Lebanese Painterly Humanism: Georges D. Corm (1896-1971)
NOVEMBER 21 – APRIL 19, 2014 (AUB Rose and Shaheen Salleeby Museum, Beirut)
The exhibition Lebanese Painterly Humanism: Georges D. Corm (1896-1971) organized by the AUB Art Gallery sets on display the work of the Lebanese painter, writer and cultural activist Georges Daoud Corm. Rather than mount a survey show of Corm’s numerous paintings and drawings, we have decided to exhibit his works in accordance with one motive: a reflection upon Corm’s aesthetic position, expressed in his art but also and more eloquently in his writings. His Essai sur l'art et la civilisation de ce temps (written in two stages during the 1960s) can be called a manifesto of painterly humanism. Here Corm most clearly enunciates his aesthetic and intellectual position, which can be broadly defined as a European humanism firmly anchored in Christian ethics. It is with this text in mind, which we republish on the occasion of this event, that we select and display Georges D. Corm’s paintings and drawings.
The question of whether artists should revere and build upon the heritage of the past, or criticize and even utterly reject it, has been posed and reposed for centuries. There were disputes over classical tradition versus innovation in the quarrel between the Ancients and the Moderns in late 17th century France, in the Battle of the Books in early 18th century England, and since the 19th century in countless battles fought between representatives of the academic establishment and various avant-garde factions. With the Essai sur l'art et la civilisation de ce temps Georges D. Corm brings a variation on this dispute to Lebanon, allowing it to interfere and resonate even more strongly within a local cultural context sharply divided along conflicting economic, political, ethnic, religious and cultural interests. Written in the 1960s as humanism was increasingly losing ground to a boldly emerging modernist worldview, the author firmly takes the side of a classical European tradition that he sees as perfectly fit for the young state of Lebanon. In the Essai Corm vehemently condemns the Moderns of his own time—twentieth-century Modernism—affirming instead his faith in Faith, human dignity, classical beauty, and spiritual perfection. The painter considers materialism, both as philosophical doctrine and philosophy of life, as the main problem of the modern age. Writing at the height of the Cold War, the author positions himself squarely in between two conflicting ideologies: the Soviet Union’s Marxist-Leninist dialectical materialism and the straightforward consumerist materialism of the American “way of life.” For Georges D. Corm, both doctrines are highly detrimental to the human spirit, to the ideals of dignity and beauty set high during the Renaissance.

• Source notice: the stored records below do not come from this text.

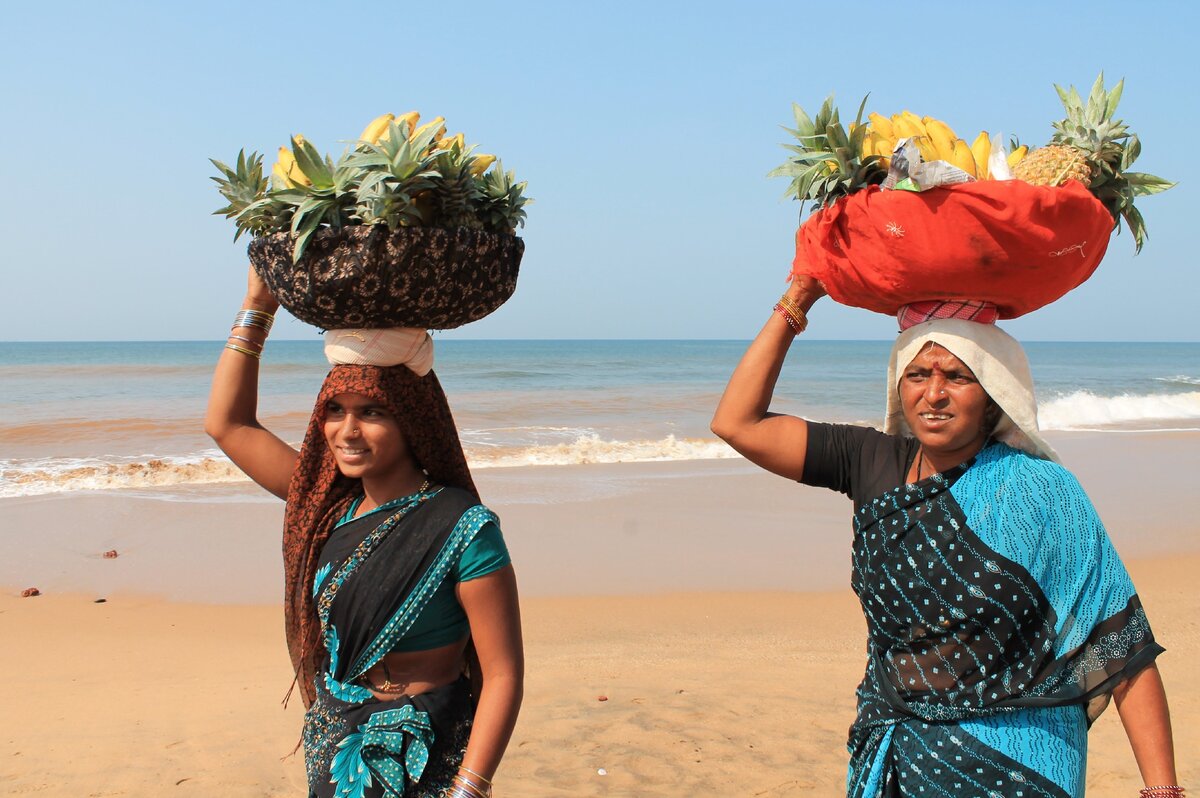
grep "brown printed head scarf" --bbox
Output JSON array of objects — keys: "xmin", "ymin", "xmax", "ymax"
[{"xmin": 283, "ymin": 366, "xmax": 479, "ymax": 707}]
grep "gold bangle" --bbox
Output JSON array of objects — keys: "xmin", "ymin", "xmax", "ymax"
[
  {"xmin": 454, "ymin": 773, "xmax": 492, "ymax": 798},
  {"xmin": 229, "ymin": 332, "xmax": 264, "ymax": 352},
  {"xmin": 233, "ymin": 308, "xmax": 275, "ymax": 332},
  {"xmin": 779, "ymin": 294, "xmax": 808, "ymax": 320},
  {"xmin": 458, "ymin": 764, "xmax": 492, "ymax": 787},
  {"xmin": 774, "ymin": 294, "xmax": 809, "ymax": 335},
  {"xmin": 226, "ymin": 342, "xmax": 263, "ymax": 360}
]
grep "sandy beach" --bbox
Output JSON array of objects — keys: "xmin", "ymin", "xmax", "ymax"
[{"xmin": 0, "ymin": 433, "xmax": 1200, "ymax": 797}]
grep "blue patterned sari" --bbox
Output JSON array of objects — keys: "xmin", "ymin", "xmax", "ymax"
[
  {"xmin": 847, "ymin": 443, "xmax": 1163, "ymax": 798},
  {"xmin": 304, "ymin": 487, "xmax": 497, "ymax": 798}
]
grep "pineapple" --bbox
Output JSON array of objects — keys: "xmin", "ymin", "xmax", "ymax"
[
  {"xmin": 768, "ymin": 95, "xmax": 888, "ymax": 214},
  {"xmin": 1013, "ymin": 72, "xmax": 1175, "ymax": 252},
  {"xmin": 430, "ymin": 147, "xmax": 484, "ymax": 229},
  {"xmin": 479, "ymin": 161, "xmax": 533, "ymax": 233},
  {"xmin": 212, "ymin": 110, "xmax": 533, "ymax": 260}
]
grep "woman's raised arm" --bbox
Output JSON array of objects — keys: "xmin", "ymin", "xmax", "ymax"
[
  {"xmin": 204, "ymin": 269, "xmax": 299, "ymax": 499},
  {"xmin": 712, "ymin": 276, "xmax": 826, "ymax": 480}
]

The Essai sur l'art et la civilisation expresses, above all, Corm’s concern for Lebanese cultural identity, which he saw as firmly rooted in the Christian faith and in French 19th century art and culture. Even if many of us today do not necessarily agree with these views (as many of Corm’s contemporaries did not), we launch this event in order to make the artist’s aesthetic, political and civic position known to a broader public. In this age of pluralism Corm’s painterly humanism takes its place among other doctrines and world-views, both aesthetic and political. In the end, it is Corm’s artworks, displayed in this exhibition, that give emphatic voice to his life-affirming humanist position. In response to a split and dispersed modern subject, Corm gives his allegiance to a classical theory of the subject—completely whole and firmly grounded in the knowledge of good and evil; to the disappearance of realistically depicted humans from the modernist canvas, the painter responds with studies of the soul (âme) and of “spiritual landscapes” (paysages d’âme); to the modernist dehumanization of art he answers with an art in which the human and the omnipresent Divine coexist. One should add to Corm’s artistic and aesthetic values the artist’s cultural activism, also based in humanist and spiritual values. Thanks in many respects to his tireless efforts and contributions, Lebanon has today such cultural institutions as l’Ecole des Beaux-Arts, l’Ecole Nationale de Musique, the Musée de la Ville de Beyrouth, the Société des Amis de l’Art as well as many other political and cultural initiatives devoted to the promotion of a Lebanese identity and culture.
For this exhibition we show works from the Corm collection. Thanks to the generosity and foresight of Dr. Georges G. Corm—the painter’s son, who has taken care of the collection in times of war and of peace, and who has actively promoted the work of his father through numerous exhibitions and publications—we present to the public a part of this artist’s oeuvre. In addition to displaying artworks that firmly endorse Corm’s humanist beliefs, we also present works of a different nature: works that can be understood as instances of the painter’s “doubt” with regard to painterly humanism as well as works that immediately recall Corm’s religious and political convictions. Most importantly, we republish the Essai sur l'art et la civilisation de ce temps, reproducing this “manifesto of Lebanese painterly humanism” in facsimile and complemented with an Arabic and an English translation, along with other supplementary texts. With this we hope to make the work and ideas of Georges D. Corm known to scholars and to the wider public.